The “Wallring” is a ring-shaped premium cycling route around Bremen’s city centre that is intended to connect the other planned premium routes.
The happy occasion for today’s report is that once again a few hundred metres of the Wallring have been designed and put into operation – quite unspectacularly, quite practically, quite effectively.
This concerns the road section “Neustadtswall” between Langemarckstraße and B75 (blue arrow in Fig. 2). This stretch was provided with clear, “soft” road crossings over Langemarckstraße and Hohentorstraße and with a smooth asphalt surface, numerous new bicycle parking spaces were installed and parking at the roadside was reorganised.
With this infrastructure separated from parking, recreation and play areas in the Neustadtswall complexes, a continuous cycling link has been created between Friedrich-Ebert-Straße/Leibnizplatz and the B75.
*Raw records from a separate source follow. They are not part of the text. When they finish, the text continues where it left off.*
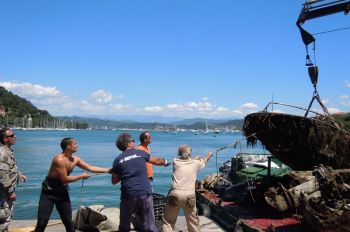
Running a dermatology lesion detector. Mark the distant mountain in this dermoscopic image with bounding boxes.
[59,116,243,130]
[0,86,87,129]
[86,115,184,123]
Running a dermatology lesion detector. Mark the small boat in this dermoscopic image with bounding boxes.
[196,153,309,231]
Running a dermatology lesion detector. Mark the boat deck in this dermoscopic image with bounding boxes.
[197,191,310,232]
[9,216,225,232]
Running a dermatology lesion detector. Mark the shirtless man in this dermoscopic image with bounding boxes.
[35,138,110,232]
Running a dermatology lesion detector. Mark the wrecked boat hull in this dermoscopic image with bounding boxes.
[243,111,350,170]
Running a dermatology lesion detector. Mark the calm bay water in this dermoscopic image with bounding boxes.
[12,130,262,220]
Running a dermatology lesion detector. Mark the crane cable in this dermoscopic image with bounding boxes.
[312,26,350,35]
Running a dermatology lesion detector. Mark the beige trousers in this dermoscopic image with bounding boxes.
[162,193,200,232]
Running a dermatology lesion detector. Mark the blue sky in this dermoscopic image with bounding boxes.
[0,0,350,118]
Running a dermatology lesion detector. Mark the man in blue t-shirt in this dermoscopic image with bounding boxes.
[112,133,168,232]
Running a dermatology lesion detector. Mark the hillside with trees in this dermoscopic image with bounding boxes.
[0,86,88,129]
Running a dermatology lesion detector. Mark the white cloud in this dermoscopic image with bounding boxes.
[345,80,350,88]
[216,106,230,113]
[339,101,350,106]
[91,89,113,104]
[144,106,163,113]
[0,82,258,118]
[166,104,179,110]
[0,82,61,98]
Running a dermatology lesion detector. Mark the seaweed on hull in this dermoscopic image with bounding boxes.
[243,103,350,170]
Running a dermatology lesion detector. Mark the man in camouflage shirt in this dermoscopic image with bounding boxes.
[0,128,26,231]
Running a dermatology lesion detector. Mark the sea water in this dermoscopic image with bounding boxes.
[12,130,264,220]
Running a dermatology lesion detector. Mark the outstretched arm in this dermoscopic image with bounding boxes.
[112,172,120,185]
[148,156,169,166]
[202,151,213,163]
[76,156,111,173]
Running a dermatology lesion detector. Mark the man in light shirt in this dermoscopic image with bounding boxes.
[162,144,213,232]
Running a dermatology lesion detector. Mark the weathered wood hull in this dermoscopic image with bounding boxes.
[243,111,350,170]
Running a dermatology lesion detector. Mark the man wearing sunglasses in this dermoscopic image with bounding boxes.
[0,128,26,231]
[111,133,168,232]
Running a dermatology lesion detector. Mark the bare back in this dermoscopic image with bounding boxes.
[48,153,80,180]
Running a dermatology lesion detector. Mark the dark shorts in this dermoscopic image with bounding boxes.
[119,195,158,232]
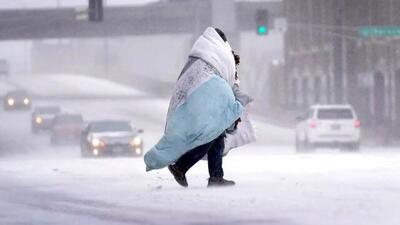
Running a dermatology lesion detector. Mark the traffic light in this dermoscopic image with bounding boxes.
[256,9,269,35]
[88,0,103,22]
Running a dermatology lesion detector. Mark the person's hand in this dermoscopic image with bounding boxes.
[232,51,240,65]
[234,117,242,130]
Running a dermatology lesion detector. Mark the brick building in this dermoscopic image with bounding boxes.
[284,0,400,136]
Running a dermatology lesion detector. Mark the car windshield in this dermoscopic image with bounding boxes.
[35,107,61,114]
[56,116,83,124]
[91,121,132,133]
[317,109,353,120]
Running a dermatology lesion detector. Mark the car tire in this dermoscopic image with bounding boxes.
[31,126,39,134]
[50,135,60,146]
[81,148,90,158]
[350,142,360,152]
[296,135,308,153]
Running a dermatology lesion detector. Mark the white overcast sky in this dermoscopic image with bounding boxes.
[0,0,279,9]
[0,0,158,9]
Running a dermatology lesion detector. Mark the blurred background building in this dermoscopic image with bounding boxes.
[280,0,400,141]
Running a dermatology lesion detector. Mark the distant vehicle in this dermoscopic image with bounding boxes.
[0,59,10,76]
[81,120,143,157]
[4,90,32,111]
[31,106,61,134]
[296,105,361,152]
[50,114,84,145]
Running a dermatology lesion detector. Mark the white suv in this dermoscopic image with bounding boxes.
[296,105,361,152]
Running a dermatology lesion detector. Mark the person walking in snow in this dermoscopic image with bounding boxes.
[144,27,253,187]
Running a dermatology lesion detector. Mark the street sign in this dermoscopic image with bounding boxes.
[358,26,400,37]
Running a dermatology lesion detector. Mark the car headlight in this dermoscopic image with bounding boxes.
[93,149,99,156]
[7,98,15,106]
[36,116,43,124]
[131,137,142,146]
[92,138,104,147]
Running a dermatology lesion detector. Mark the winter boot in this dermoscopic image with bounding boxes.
[208,177,235,187]
[168,165,188,187]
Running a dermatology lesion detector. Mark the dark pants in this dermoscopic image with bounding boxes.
[175,133,225,177]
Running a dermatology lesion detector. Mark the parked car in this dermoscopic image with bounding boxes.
[0,59,10,77]
[50,114,84,145]
[81,120,143,157]
[4,90,32,111]
[31,106,61,134]
[296,105,361,152]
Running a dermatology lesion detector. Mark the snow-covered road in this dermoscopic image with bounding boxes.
[0,76,400,225]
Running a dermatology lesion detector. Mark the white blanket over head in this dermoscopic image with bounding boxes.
[189,27,235,87]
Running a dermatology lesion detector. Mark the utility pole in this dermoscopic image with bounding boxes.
[333,0,346,104]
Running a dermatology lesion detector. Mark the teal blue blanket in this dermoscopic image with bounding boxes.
[144,75,244,171]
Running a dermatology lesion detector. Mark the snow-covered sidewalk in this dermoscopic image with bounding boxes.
[0,146,400,225]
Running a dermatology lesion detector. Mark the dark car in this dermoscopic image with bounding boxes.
[81,120,143,157]
[50,114,84,145]
[31,106,61,134]
[4,90,32,111]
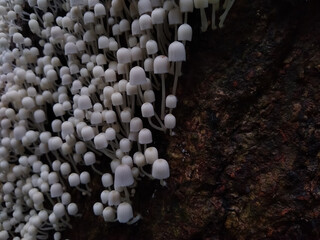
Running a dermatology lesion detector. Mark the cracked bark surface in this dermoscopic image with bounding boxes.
[64,0,320,240]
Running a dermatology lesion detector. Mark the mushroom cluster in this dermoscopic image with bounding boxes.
[0,0,234,240]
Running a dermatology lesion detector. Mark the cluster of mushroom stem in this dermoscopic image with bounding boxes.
[0,0,234,240]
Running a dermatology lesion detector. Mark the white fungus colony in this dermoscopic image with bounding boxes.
[0,0,234,240]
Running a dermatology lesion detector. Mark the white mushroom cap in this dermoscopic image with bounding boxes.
[114,164,134,188]
[117,202,133,223]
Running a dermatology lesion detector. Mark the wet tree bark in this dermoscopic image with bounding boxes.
[65,0,320,240]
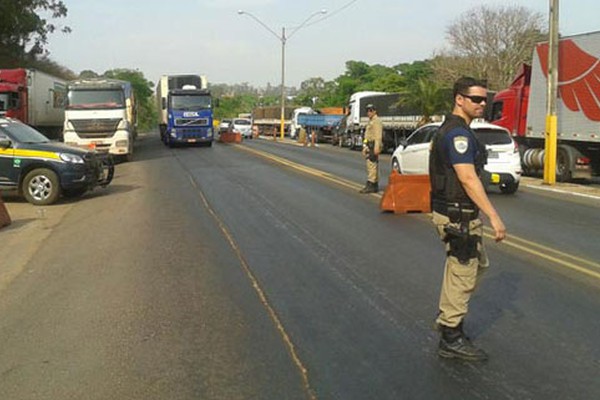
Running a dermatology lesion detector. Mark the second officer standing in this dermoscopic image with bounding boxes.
[360,104,383,193]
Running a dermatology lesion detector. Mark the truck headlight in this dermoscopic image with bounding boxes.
[117,119,129,131]
[59,153,84,164]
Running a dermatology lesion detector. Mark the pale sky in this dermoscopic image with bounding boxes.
[47,0,600,87]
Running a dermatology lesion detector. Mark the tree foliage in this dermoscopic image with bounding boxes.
[432,6,543,89]
[0,0,71,66]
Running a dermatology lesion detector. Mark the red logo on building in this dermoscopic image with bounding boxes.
[537,40,600,121]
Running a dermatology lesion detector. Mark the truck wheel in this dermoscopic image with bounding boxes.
[556,147,571,182]
[500,182,519,194]
[22,168,61,206]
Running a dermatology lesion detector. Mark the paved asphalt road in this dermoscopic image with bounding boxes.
[0,135,600,400]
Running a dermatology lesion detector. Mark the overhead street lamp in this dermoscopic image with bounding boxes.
[238,9,327,139]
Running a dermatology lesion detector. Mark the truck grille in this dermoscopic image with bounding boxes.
[177,129,207,139]
[70,118,121,138]
[175,118,208,126]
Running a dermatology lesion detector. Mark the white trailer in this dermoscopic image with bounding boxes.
[0,68,66,139]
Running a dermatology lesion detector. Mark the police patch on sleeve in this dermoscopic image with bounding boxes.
[454,136,469,154]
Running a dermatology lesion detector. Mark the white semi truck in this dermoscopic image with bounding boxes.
[63,78,137,161]
[492,31,600,181]
[0,68,66,139]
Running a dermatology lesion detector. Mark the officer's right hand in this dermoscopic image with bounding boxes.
[490,215,506,242]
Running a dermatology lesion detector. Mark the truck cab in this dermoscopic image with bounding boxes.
[0,117,114,205]
[163,85,214,146]
[63,78,137,160]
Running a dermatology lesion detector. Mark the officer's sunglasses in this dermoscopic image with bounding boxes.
[459,93,487,104]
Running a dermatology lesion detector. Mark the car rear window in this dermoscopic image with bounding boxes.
[475,128,512,146]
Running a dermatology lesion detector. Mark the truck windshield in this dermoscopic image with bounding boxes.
[67,89,125,110]
[171,94,211,110]
[475,128,512,145]
[0,93,8,111]
[0,123,49,143]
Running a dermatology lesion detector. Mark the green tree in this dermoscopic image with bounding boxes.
[103,69,158,131]
[0,0,71,66]
[400,78,450,124]
[433,6,543,90]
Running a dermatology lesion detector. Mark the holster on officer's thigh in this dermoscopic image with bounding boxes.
[444,206,480,264]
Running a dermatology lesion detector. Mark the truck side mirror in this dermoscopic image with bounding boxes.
[0,137,12,149]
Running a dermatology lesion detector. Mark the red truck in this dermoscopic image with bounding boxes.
[0,68,66,139]
[491,32,600,181]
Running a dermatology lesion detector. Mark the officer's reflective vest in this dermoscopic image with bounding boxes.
[429,115,487,210]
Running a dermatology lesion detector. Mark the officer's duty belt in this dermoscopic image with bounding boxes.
[431,200,479,221]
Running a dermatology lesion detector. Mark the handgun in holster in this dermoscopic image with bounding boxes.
[444,205,479,264]
[365,140,379,162]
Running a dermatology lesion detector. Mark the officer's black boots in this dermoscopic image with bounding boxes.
[438,324,488,361]
[359,181,379,193]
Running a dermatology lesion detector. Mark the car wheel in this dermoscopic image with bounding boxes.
[392,157,402,174]
[22,168,60,206]
[500,182,519,194]
[63,187,87,198]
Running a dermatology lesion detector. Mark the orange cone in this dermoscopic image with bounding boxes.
[379,170,431,214]
[0,195,12,228]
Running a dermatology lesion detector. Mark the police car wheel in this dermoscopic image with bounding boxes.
[392,158,402,174]
[500,182,519,194]
[22,168,60,206]
[63,187,87,198]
Cyclists between Woltmershausen/ Neustadtsbahnhof and Überseestadt on the one hand and Hochschule Bremen/Südbad on the other can already benefit from this: thanks to the clearer road crossings and the good road surface, the journey time will be noticeably reduced. The signposts planned for installation in the project will then do the rest to make more cyclists aware of the new route. This, in turn, should reduce the volume of cyclists within the Neustadtswall facilities, thus improving their quality for other park visitors.
Cycle Street lite – the other side of the coin
Unfortunately, the city has so far only managed to create a “Cycle Street lite” on the Neustadtswall, a model we have criticised in previous articles. It has meanwhile also been taken up by the traffic administration and is, among other things, the background to the traffic trials carried out in 2021 to make Humboldtstraße more cycle-friendly.
Among other things, “Fahrradstraße light” means that cars are still allowed to use the road along Neustadtswall, even by non-residents. In addition, the lane is narrowed in some places by parked cars to such an extent that only an insufficient safety distance (regulation: 1.50 m) remains between cars and bicycles in the case of two-way traffic – and this at a speed difference of often around 50 km/h!
And the CLIMATE? The urgently needed next step
In the article One hundred and eighty kilotons, we calculated the possible and necessary contribution of cycling to CO2 savings in commuter traffic. In particular, the switch from car to bike for commuters who cover distances of up to 25 km between home and work results in a significant reduction in CO2 emissions.
Although the use of the new section is already pleasant today, from the point of view of CO2 only the completion of the connection (red arrow in Fig. 2) to the dyke section along the Werdersee will bring about significant CO2 savings. Only this will enable more commuters to cycle to work comfortably, safely and in a reasonable time.
The core of this connection is the crossing over the busy Friedrich-Ebert-Straße. The city submitted its plans for this in 2021:
This was welcomed by the Forum Verkehrswende Neustadt and the Neustadt Advisory Council approved it in August 2021.
According to the project plan, this crossing should be completed by the end of 2023 at the latest, as will the rest of the Wallring. A few years later – the Friedrich-Ebert-Strasse crossing will ultimately lead cyclists to the new inner-city foot and cycle bridges over the large and small Weser at the level of the Altenwall, the completion of which is planned for mid-2027.
Only when these have been built and many cyclists can finally bypass the dangerous bottleneck of the Wilhelm-Kaisen Bridge will the Wallring in its entirety be truly speedy, safe and comfortable to cycle on. In the meantime, the new section of the Premium Route gives us a glimpse of Bremen’s future.